Examples: Regarding element (n), assessments may explore a range of adverse childhood experiences (ACEs), such as emotional, physical, and sexual abuse; violence in the home; household substance use; mental illness in the household; parental divorce or separation; household members with criminal justice involvement; and emotional and physical neglect.


CA-SH 3.07

Children and youth receive a comprehensive, age-appropriate assessment that:
  1. evaluates their cognitive, language, motor, behavioural, and social-emotional development; and
  2. takes into account involvement in education, child protection, and/or youth justice systems.


To help decrease family rejection and increase family support for youth who identify as LGBTQ, the assessment should include a network inventory of family relationships, experiences with family rejection, capacity for increasing family acceptance and support, and specific culturally-appropriate education and guidance.
NA The organization only provides basic emergency shelter.

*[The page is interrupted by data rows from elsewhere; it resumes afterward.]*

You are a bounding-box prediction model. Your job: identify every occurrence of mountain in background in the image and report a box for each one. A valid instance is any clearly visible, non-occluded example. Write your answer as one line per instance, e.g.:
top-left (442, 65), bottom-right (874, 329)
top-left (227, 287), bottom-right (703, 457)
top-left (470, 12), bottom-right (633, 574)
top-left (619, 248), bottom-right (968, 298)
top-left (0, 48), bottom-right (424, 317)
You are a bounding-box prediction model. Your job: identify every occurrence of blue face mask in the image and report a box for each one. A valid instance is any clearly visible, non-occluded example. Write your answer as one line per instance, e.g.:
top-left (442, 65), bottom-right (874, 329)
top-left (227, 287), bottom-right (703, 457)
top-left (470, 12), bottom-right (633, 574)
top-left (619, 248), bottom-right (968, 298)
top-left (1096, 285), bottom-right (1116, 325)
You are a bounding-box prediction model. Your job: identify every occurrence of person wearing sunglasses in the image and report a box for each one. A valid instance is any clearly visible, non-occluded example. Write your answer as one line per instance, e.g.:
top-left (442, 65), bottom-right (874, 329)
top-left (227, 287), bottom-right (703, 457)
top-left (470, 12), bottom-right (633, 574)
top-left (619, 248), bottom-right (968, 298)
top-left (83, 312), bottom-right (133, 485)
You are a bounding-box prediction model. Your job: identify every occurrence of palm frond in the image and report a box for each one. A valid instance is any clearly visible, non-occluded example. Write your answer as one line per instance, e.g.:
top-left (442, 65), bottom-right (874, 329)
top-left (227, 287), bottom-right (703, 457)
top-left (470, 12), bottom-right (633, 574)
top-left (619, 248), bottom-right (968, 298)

NA The organization does not admit families with children or children and youth without their parents.


CA-SH 3.08

Programs facilitate access to the continuum of services through active collaboration with other homelessness service providers and community resources.
Examples: Organizations may collaborate through their community’s coordinated entry processes, if available. Coordinated entry provides equal, nondiscriminatory access to appropriate services regardless of where service recipients present for assistance, and connects service recipients to all available community programs and services, as appropriate. Coordinated entry processes provide access to providers delivering a wide range of services, including both homeless-specific programs and services for the general population. Examples include shelters for domestic violence survivors, runaway and homeless youth programs, street outreach services, homelessness prevention programs, emergency shelters, transitional housing, permanent supportive housing, rapid re-housing, programs for veterans, LGBTQ-affirming services and supports, providers of mainstream benefits and services, health and mental health clinics, employment services, and child development programs.